A prion is an infectious particle that, unlike all other forms of infection, doesn’t have any DNA or RNA. Prions, which were only first discovered in the 1980s, are misfolded proteins that “persuade” (induce) other similar proteins to take the wrong form. These misfolded proteins sort of stack together, occasionally breaking apart and forming new chains, and their numbers increase exponentially once even a single prion has entered the body. Prions are completely untreatable and frequently lethal.
In humans, prions seem to always cause neurodegerative disease. They seem to have a genetic basis, with 10-15% of prion infections connected to the PRNP gene, with the most common manifestations being Creutzfeldt-Jakob disease (CJD), Gerstmann-Sträussler-Scheinker syndrome (GSS), and fatal familial insomnia (FFI). The remaining 85% of cases are likely contracted through food, needles, or otherwise unexplained mutations or malfunctions in protein folding.

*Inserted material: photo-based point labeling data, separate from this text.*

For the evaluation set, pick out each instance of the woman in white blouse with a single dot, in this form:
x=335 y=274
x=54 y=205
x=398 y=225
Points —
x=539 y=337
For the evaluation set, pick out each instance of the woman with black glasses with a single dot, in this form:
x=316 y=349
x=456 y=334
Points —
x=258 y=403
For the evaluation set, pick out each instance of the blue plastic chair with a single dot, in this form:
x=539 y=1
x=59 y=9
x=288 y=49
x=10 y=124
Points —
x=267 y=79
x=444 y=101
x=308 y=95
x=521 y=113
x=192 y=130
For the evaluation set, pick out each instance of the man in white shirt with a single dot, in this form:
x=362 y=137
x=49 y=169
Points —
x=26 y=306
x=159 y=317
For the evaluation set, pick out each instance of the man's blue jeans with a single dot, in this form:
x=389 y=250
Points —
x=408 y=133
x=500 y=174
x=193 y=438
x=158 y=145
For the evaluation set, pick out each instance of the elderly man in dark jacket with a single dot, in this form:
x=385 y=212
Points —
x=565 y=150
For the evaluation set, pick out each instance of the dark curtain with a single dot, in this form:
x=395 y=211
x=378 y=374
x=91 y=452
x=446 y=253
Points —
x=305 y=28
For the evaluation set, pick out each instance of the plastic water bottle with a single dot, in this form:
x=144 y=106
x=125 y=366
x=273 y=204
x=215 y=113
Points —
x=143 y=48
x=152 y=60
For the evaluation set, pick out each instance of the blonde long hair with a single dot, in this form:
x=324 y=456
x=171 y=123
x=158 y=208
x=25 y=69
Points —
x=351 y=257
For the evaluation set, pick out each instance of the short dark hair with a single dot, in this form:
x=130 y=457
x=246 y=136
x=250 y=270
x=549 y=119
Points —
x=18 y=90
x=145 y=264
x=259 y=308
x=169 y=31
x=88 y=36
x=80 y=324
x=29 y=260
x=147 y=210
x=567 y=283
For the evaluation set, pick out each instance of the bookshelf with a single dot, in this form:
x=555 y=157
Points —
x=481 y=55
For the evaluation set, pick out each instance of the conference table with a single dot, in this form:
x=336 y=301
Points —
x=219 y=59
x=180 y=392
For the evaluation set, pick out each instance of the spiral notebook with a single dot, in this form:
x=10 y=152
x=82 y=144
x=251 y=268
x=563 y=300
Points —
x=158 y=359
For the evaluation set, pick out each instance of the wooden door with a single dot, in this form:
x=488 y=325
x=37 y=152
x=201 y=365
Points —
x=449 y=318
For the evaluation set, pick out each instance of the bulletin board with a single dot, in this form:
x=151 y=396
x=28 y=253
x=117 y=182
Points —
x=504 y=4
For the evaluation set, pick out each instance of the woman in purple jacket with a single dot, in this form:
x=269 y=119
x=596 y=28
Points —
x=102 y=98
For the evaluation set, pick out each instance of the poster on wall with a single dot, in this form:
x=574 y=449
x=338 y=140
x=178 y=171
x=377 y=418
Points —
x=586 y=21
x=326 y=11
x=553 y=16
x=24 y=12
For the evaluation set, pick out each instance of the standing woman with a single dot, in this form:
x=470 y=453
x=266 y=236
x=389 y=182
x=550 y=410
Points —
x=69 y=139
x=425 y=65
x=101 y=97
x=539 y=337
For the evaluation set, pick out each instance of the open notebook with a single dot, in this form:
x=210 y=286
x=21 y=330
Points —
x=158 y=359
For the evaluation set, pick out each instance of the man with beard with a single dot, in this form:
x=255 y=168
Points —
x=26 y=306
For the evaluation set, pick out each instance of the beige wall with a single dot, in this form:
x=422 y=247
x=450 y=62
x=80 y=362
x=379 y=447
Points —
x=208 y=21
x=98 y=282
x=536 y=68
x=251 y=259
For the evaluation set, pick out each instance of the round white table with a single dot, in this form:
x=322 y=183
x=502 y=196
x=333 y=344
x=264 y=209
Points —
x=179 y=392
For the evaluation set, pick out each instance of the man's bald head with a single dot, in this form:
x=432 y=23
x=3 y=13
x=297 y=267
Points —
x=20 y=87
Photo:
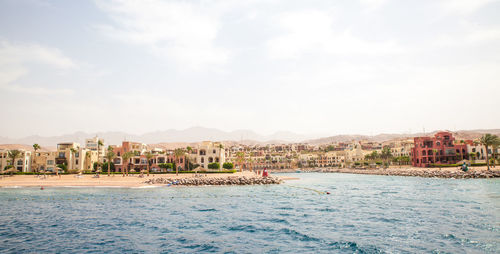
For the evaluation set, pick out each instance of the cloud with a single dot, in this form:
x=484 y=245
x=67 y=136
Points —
x=13 y=66
x=470 y=37
x=312 y=31
x=464 y=7
x=180 y=30
x=22 y=53
x=373 y=4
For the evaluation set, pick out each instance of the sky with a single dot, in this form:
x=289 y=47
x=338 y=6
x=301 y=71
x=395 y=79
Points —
x=310 y=67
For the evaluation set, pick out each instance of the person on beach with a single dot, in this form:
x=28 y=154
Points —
x=264 y=173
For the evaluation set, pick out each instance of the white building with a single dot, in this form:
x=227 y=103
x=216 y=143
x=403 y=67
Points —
x=208 y=152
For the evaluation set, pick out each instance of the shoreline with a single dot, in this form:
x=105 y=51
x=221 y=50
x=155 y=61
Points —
x=117 y=181
x=476 y=172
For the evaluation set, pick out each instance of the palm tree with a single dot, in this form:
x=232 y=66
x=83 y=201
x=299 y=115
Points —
x=220 y=154
x=386 y=154
x=110 y=155
x=73 y=151
x=88 y=154
x=488 y=140
x=240 y=158
x=149 y=156
x=125 y=158
x=178 y=153
x=99 y=144
x=13 y=154
x=36 y=147
x=494 y=148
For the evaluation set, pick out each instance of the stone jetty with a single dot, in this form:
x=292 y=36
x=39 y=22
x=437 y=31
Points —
x=231 y=180
x=412 y=171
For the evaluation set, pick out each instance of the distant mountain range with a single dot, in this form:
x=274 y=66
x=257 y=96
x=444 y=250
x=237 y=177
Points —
x=198 y=134
x=190 y=135
x=462 y=134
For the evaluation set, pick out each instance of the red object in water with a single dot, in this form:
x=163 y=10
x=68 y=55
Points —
x=264 y=173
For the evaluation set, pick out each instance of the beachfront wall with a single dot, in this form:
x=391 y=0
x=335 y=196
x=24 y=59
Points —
x=440 y=149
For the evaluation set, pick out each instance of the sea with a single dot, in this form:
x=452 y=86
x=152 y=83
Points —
x=318 y=213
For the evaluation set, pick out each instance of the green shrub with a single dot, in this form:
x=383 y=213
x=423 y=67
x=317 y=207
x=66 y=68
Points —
x=214 y=165
x=228 y=165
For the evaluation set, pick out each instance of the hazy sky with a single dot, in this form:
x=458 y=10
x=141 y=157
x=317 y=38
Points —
x=312 y=67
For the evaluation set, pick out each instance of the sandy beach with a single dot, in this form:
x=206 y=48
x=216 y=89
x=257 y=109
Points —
x=102 y=181
x=450 y=172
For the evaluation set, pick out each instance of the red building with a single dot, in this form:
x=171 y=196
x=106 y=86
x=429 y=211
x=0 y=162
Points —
x=440 y=149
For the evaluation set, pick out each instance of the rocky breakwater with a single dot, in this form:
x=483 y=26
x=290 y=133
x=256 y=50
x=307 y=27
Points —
x=232 y=180
x=422 y=172
x=447 y=174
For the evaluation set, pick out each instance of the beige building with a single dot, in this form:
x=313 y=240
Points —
x=208 y=152
x=401 y=147
x=91 y=144
x=44 y=161
x=22 y=163
x=76 y=157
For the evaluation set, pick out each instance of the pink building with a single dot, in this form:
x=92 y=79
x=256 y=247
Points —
x=440 y=149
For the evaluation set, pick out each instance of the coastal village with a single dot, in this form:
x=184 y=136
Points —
x=440 y=150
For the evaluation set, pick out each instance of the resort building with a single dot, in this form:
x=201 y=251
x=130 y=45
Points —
x=477 y=152
x=92 y=144
x=22 y=163
x=76 y=157
x=401 y=148
x=440 y=149
x=208 y=152
x=43 y=161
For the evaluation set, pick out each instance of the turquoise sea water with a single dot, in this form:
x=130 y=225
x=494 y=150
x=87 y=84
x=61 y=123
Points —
x=363 y=214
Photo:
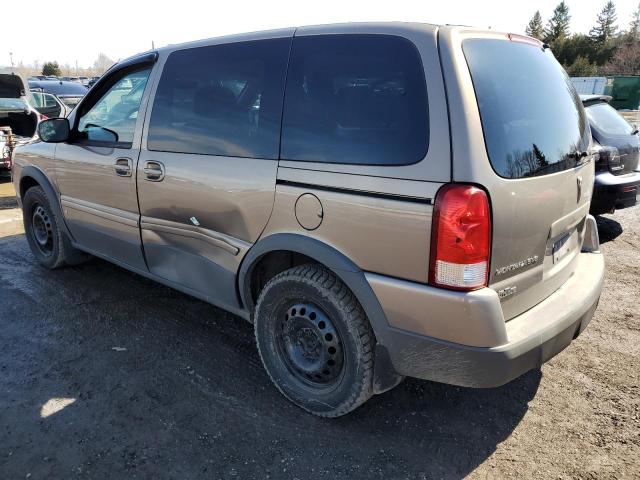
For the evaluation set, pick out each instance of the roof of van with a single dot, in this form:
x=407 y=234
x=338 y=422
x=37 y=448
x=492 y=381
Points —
x=589 y=99
x=332 y=28
x=365 y=27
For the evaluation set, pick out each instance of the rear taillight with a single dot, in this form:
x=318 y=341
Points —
x=460 y=238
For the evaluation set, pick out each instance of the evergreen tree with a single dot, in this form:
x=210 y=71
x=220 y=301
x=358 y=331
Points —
x=605 y=27
x=558 y=25
x=634 y=25
x=51 y=68
x=535 y=28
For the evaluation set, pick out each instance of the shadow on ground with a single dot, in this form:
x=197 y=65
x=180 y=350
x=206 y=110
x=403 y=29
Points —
x=608 y=229
x=163 y=385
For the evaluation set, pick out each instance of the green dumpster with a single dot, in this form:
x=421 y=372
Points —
x=625 y=91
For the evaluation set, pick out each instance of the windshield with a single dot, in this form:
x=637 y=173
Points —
x=605 y=119
x=13 y=104
x=60 y=87
x=532 y=118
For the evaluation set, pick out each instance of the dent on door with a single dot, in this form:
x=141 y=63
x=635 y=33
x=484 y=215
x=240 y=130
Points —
x=199 y=216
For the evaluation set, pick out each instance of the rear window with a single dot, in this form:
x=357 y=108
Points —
x=605 y=119
x=532 y=118
x=355 y=99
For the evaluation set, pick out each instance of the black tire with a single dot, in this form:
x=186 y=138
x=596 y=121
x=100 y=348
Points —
x=48 y=243
x=315 y=341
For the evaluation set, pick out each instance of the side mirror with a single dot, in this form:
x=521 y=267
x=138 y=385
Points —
x=54 y=130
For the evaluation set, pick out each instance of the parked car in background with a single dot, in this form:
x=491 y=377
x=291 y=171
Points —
x=303 y=179
x=69 y=92
x=49 y=105
x=617 y=146
x=18 y=118
x=43 y=77
x=92 y=81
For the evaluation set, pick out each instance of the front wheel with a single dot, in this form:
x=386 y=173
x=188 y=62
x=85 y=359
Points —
x=315 y=341
x=47 y=241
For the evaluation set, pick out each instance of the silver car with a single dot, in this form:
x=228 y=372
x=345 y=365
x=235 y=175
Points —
x=18 y=118
x=379 y=200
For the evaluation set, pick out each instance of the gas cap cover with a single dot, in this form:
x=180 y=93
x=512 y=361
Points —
x=309 y=212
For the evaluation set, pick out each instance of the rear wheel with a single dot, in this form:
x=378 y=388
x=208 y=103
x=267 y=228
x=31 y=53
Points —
x=47 y=241
x=315 y=341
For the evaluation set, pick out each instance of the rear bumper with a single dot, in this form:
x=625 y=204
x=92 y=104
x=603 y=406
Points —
x=530 y=339
x=614 y=191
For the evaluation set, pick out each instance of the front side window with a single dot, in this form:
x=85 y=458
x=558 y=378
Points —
x=112 y=119
x=221 y=100
x=605 y=119
x=43 y=100
x=355 y=99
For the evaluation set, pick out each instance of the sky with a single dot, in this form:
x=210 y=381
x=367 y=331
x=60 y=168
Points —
x=80 y=30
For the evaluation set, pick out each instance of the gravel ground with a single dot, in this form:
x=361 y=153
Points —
x=105 y=374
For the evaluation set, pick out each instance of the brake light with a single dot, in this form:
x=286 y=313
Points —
x=514 y=37
x=460 y=238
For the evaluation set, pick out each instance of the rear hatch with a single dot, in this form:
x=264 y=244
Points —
x=536 y=141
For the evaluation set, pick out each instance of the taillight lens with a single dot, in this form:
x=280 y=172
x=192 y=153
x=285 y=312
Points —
x=460 y=238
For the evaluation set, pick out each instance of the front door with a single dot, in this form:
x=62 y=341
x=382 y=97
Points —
x=95 y=171
x=206 y=177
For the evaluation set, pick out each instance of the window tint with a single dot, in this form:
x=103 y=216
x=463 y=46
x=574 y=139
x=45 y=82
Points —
x=112 y=119
x=532 y=117
x=221 y=100
x=605 y=119
x=357 y=99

The NIH explains the non-genetic cases by saying,
Acquired prion disease results from exposure to PrPSc from an outside source. For example, variant Creutzfeldt-Jakob disease (vCJD) is a type of acquired prion disease in humans that results from eating beef products containing PrPSc from cattle with prion disease. In cows, this form of the disease is known as bovine spongiform encephalopathy (BSE) or, more commonly, “mad cow disease.”

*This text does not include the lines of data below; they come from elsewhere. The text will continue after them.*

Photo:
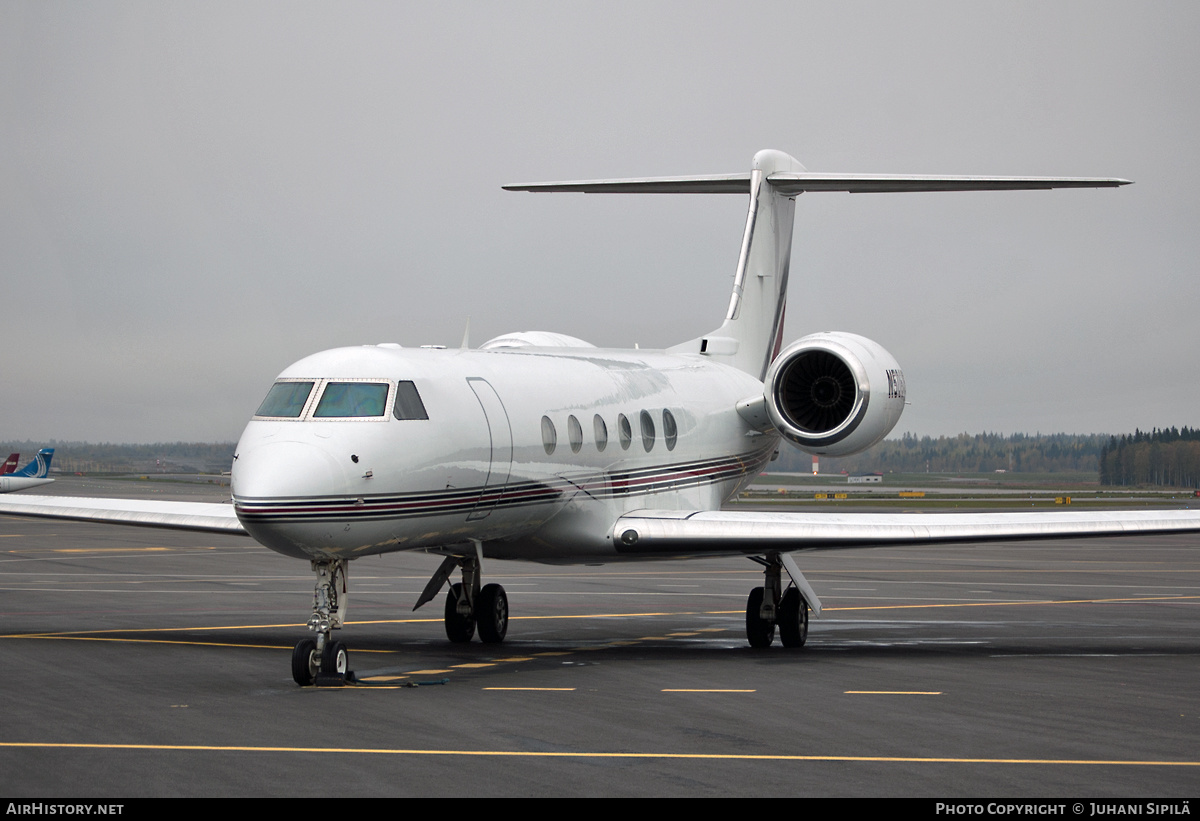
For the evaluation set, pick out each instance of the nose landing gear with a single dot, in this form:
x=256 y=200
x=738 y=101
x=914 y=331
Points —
x=323 y=660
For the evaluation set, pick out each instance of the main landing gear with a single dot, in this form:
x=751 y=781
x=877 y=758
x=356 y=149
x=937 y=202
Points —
x=769 y=606
x=322 y=659
x=468 y=605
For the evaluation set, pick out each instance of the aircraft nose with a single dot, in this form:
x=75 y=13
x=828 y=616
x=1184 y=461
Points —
x=286 y=469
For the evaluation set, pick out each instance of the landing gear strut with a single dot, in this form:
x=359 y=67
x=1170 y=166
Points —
x=322 y=658
x=771 y=606
x=468 y=605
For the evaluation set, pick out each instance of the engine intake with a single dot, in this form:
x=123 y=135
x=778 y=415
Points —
x=834 y=394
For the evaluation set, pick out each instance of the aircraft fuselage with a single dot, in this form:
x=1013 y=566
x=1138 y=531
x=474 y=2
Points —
x=533 y=451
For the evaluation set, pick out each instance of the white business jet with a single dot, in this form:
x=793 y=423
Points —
x=544 y=448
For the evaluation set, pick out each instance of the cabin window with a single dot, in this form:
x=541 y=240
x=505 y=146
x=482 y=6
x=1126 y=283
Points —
x=601 y=432
x=286 y=400
x=574 y=433
x=670 y=430
x=355 y=400
x=408 y=402
x=647 y=423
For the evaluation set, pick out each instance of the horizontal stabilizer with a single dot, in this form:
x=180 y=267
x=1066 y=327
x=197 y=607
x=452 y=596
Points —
x=795 y=184
x=702 y=184
x=173 y=515
x=792 y=183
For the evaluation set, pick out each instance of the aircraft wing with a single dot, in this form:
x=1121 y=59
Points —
x=682 y=533
x=795 y=183
x=174 y=515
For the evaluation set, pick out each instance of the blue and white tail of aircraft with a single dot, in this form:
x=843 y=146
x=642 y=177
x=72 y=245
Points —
x=31 y=475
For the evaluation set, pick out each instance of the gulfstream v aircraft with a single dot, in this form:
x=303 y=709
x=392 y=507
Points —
x=544 y=448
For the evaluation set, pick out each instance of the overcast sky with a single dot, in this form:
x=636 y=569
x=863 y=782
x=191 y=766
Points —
x=195 y=195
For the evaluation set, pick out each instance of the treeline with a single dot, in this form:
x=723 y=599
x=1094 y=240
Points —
x=1168 y=456
x=106 y=457
x=981 y=453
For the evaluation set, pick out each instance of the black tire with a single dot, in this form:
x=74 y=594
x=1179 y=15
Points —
x=793 y=618
x=760 y=633
x=492 y=613
x=304 y=661
x=335 y=660
x=459 y=629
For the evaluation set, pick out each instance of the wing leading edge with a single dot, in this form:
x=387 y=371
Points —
x=679 y=533
x=173 y=515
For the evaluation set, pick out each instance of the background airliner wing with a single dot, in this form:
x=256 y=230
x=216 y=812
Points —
x=727 y=532
x=173 y=515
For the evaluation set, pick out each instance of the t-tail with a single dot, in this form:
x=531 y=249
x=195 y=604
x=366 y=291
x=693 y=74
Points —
x=751 y=334
x=40 y=467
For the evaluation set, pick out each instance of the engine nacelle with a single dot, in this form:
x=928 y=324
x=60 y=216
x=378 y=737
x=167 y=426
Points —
x=834 y=394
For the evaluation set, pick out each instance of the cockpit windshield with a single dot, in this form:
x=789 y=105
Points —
x=352 y=399
x=286 y=400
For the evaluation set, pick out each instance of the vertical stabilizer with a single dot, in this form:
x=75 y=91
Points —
x=753 y=330
x=40 y=467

You would think that we could remove the risk of catching prions from contaminated meat by cooking it, or hope that the proteins would be denatured in our stomach acid, but this is actually wrong. Ironically, the misfolded form of prions gives them increased resistance to chemical and temperature related denaturation. Despite not having any DNA, prions appear to also be able to adapt and evolve: successful particles “reproduce” more effectively than unsuccessful prions.

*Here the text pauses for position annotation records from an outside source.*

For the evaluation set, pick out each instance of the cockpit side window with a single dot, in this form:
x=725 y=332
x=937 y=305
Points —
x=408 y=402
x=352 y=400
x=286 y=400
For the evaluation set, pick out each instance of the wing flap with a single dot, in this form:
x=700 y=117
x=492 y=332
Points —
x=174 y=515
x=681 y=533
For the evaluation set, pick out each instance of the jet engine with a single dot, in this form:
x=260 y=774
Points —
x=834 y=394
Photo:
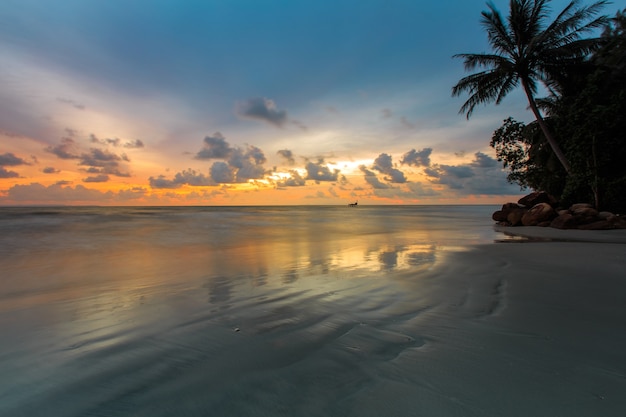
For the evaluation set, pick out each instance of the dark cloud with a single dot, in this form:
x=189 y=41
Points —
x=384 y=165
x=288 y=155
x=239 y=164
x=481 y=176
x=134 y=144
x=9 y=159
x=116 y=142
x=484 y=161
x=8 y=174
x=372 y=179
x=187 y=177
x=97 y=178
x=247 y=164
x=317 y=171
x=417 y=158
x=65 y=150
x=259 y=108
x=295 y=180
x=221 y=173
x=215 y=147
x=104 y=162
x=106 y=141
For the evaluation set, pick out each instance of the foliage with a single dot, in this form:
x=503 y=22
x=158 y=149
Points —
x=588 y=114
x=528 y=50
x=531 y=163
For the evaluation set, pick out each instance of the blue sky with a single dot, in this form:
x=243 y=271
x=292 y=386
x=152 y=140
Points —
x=310 y=102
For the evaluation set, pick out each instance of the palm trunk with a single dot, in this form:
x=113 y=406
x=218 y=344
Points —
x=544 y=128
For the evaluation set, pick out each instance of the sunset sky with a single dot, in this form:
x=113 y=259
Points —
x=243 y=102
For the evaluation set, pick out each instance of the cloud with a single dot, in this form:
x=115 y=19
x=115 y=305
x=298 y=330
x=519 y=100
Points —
x=259 y=108
x=317 y=171
x=221 y=173
x=65 y=150
x=372 y=179
x=482 y=176
x=133 y=144
x=97 y=178
x=215 y=147
x=104 y=162
x=484 y=161
x=288 y=155
x=8 y=174
x=186 y=177
x=295 y=180
x=383 y=163
x=9 y=159
x=55 y=193
x=417 y=158
x=71 y=102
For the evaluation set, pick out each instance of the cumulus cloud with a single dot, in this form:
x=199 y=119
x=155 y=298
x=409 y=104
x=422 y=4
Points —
x=318 y=171
x=260 y=108
x=215 y=147
x=222 y=173
x=372 y=179
x=417 y=158
x=294 y=180
x=384 y=164
x=65 y=150
x=97 y=178
x=56 y=193
x=484 y=161
x=482 y=175
x=104 y=162
x=71 y=102
x=9 y=159
x=4 y=173
x=287 y=155
x=187 y=177
x=116 y=142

Prions truly are the incurable crazy you can catch, but your odds of catching them sink (much like your ecological footprint) if you reduce your intake of meat. If you want, you can also get your genes sequenced to figure out how likely you are to “catch” genetically triggered prion disease. As of right now, there are no methods for either the effective prevention of catching prions from meat or for treating the disease once you have it.